Chapter 2 - Non-Fermi Liquid Behavior in Heavy Fermion Systems

Abstract

Landau's Fermi liquid theory successfully describes the low temperature properties of most normal metals. However, numerous U-, Ce-, and Yb-based heavy fermion systems show deviations from Fermi liquid behavior, e.g., the specific heat follows a T ln(T0/T) or power-law in T behavior, the temperature dependence of the resistivity is approximately linear in T and the magnetic susceptibility has anomalies at low T. The non-Fermi liquid (NFL) behavior is frequently attributed to the presence of a nearby quantum critical point (QCP). First we briefly review the fundamentals of Landau's phenomenological Fermi liquid theory. Then we discuss the microscopic origin of heavy electrons through the Kondo and Anderson lattices. According to Doniach's picture the competition of the Kondo effect with the Ruderman–Kittel–Kasuya–Yosida interaction leads to a magnetically ordered phase and a Fermi liquid phase separated by a QCP. This instability of the Fermi liquid is the origin of the NFL behavior.

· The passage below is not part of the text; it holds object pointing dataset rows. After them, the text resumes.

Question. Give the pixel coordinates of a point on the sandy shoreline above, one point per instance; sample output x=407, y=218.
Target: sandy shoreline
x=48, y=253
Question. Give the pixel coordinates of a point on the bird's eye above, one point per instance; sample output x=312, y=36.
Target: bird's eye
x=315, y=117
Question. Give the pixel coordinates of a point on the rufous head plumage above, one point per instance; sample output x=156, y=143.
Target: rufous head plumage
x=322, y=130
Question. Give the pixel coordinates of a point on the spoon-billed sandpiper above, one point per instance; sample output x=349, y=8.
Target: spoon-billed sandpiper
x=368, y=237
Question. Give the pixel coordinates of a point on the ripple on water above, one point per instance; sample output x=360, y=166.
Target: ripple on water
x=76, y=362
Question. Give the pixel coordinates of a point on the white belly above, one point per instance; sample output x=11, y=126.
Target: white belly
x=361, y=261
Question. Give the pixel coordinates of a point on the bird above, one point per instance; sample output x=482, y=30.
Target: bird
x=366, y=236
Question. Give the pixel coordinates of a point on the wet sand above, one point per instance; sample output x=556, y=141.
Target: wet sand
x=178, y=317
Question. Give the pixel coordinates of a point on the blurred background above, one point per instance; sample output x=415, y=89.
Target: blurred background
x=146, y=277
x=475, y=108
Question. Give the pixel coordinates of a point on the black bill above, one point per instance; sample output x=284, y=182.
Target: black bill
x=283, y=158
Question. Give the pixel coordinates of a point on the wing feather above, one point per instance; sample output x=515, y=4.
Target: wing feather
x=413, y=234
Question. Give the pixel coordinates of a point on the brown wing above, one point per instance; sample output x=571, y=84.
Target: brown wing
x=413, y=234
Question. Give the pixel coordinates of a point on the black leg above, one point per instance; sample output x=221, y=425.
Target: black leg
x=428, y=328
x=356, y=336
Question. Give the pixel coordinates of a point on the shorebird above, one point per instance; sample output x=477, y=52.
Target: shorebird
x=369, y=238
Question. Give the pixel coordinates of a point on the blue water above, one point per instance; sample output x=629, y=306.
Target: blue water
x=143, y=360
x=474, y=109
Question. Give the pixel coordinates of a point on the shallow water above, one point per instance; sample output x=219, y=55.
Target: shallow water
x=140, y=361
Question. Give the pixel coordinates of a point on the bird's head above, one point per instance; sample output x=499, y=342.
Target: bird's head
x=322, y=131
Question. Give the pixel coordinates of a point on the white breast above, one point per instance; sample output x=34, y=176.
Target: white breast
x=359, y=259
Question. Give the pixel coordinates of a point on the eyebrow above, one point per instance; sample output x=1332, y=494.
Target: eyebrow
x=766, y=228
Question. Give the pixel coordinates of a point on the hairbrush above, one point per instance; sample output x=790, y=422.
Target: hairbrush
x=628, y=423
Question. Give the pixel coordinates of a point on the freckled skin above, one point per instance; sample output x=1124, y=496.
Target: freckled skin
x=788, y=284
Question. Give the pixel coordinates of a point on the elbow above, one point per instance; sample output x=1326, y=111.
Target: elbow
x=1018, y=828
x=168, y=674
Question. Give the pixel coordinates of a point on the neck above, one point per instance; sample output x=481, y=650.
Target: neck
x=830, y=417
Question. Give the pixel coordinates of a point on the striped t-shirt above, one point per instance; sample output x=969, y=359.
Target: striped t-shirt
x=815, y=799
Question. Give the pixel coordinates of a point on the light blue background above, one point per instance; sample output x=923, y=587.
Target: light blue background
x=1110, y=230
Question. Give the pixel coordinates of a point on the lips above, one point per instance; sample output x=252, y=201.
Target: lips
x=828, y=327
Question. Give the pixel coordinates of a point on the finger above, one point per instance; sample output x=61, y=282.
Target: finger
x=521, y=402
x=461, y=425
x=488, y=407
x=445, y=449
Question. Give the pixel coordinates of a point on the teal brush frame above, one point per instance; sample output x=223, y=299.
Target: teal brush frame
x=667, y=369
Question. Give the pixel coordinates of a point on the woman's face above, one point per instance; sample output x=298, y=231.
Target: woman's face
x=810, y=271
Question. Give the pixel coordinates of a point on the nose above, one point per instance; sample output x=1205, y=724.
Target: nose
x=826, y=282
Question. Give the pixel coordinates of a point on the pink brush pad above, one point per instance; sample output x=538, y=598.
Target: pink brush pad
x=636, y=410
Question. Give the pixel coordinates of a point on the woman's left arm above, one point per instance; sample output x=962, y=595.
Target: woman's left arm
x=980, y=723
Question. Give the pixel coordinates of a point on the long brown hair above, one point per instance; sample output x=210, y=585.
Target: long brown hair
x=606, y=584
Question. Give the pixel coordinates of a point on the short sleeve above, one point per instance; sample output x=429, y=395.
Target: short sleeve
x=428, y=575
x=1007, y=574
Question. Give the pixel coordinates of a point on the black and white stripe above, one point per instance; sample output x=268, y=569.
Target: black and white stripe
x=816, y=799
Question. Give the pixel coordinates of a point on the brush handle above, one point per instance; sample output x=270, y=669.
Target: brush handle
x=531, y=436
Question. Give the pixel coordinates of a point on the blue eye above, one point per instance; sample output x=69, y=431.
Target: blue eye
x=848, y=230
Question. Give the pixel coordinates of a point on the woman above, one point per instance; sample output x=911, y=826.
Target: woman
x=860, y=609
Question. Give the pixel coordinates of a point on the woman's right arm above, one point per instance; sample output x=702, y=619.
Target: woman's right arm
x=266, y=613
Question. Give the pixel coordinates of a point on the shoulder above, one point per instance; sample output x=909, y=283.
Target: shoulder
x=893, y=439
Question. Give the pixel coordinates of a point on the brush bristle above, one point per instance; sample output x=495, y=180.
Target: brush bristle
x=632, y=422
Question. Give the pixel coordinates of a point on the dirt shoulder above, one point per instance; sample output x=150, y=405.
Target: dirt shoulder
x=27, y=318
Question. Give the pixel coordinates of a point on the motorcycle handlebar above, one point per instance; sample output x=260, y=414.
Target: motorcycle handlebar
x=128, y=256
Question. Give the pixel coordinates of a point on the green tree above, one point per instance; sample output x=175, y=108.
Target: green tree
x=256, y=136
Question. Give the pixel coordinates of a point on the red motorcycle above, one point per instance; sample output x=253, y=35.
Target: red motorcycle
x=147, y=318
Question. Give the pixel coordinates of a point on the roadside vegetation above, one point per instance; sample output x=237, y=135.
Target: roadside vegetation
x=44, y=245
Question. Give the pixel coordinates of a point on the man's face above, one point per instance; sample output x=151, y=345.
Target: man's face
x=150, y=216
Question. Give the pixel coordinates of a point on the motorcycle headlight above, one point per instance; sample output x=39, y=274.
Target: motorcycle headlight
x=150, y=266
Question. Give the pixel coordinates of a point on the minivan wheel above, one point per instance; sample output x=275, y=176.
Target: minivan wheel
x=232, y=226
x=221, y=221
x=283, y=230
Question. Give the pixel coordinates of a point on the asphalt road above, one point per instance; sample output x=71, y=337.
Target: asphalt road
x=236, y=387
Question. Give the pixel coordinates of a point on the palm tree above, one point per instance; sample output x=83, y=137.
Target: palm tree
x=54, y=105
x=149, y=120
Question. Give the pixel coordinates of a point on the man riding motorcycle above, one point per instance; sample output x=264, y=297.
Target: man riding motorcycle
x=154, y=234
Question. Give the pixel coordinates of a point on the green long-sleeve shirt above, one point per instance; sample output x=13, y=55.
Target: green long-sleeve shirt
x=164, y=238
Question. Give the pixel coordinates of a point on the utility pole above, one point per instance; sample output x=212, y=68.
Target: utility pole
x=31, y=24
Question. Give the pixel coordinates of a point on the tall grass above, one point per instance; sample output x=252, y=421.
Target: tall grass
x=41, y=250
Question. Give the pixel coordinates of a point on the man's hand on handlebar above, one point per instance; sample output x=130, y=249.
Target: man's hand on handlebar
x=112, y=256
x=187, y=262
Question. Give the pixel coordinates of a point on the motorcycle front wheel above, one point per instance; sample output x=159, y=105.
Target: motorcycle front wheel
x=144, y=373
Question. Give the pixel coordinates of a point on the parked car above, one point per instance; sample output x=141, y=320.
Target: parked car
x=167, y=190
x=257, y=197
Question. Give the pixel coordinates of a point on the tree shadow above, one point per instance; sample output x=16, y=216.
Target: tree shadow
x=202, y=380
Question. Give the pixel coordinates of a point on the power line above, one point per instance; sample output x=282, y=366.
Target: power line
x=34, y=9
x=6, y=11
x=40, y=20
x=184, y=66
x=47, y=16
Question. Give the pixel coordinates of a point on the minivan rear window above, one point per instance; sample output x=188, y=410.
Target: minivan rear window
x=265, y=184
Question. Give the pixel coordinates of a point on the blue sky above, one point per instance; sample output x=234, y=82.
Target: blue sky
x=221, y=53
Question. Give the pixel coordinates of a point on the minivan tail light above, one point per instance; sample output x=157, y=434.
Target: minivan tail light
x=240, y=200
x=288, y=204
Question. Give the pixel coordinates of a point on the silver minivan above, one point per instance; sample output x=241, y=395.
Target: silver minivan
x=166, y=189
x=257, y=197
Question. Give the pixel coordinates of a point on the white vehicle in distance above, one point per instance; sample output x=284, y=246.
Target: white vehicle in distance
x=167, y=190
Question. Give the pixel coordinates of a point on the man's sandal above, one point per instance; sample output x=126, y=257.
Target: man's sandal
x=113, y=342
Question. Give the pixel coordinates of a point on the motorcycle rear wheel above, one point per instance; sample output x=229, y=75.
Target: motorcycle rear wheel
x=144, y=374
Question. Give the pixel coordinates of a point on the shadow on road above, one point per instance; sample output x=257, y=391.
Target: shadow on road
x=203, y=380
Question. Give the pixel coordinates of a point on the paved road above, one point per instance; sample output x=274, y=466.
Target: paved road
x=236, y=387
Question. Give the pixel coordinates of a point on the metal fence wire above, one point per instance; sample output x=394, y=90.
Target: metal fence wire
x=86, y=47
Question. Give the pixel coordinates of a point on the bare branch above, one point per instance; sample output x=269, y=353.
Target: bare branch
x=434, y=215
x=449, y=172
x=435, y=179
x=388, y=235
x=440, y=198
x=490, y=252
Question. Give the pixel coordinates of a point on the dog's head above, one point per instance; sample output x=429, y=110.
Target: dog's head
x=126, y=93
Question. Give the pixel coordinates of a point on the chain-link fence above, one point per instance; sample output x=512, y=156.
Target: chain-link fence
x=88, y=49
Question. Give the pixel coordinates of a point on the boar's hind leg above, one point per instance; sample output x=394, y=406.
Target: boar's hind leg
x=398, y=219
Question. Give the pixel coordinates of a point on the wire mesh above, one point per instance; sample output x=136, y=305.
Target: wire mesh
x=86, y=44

To stress that QCPs and NFL behavior are a natural occurrence in low dimensional critical phenomena, we discuss several examples: the multichannel Kondo model, Luttinger liquids, the anisotropic Heisenberg chain and long-range order in two dimensions. The essentials of the Hertz–Millis–Moriya theory for criticality near a QCP for interacting itinerant electrons are presented. Disorder driven quantum criticality is briefly addressed. The results for a microscopic model for quantum criticality due to nested Fermi surfaces are analyzed. Several experimental examples, Ce(Ru1–xFex)2Ge2, CeIn3, YbRh2Si2, CeCu5.9Au0.1, and CeAuSb2, showing the breakdown of the Fermi liquid are described.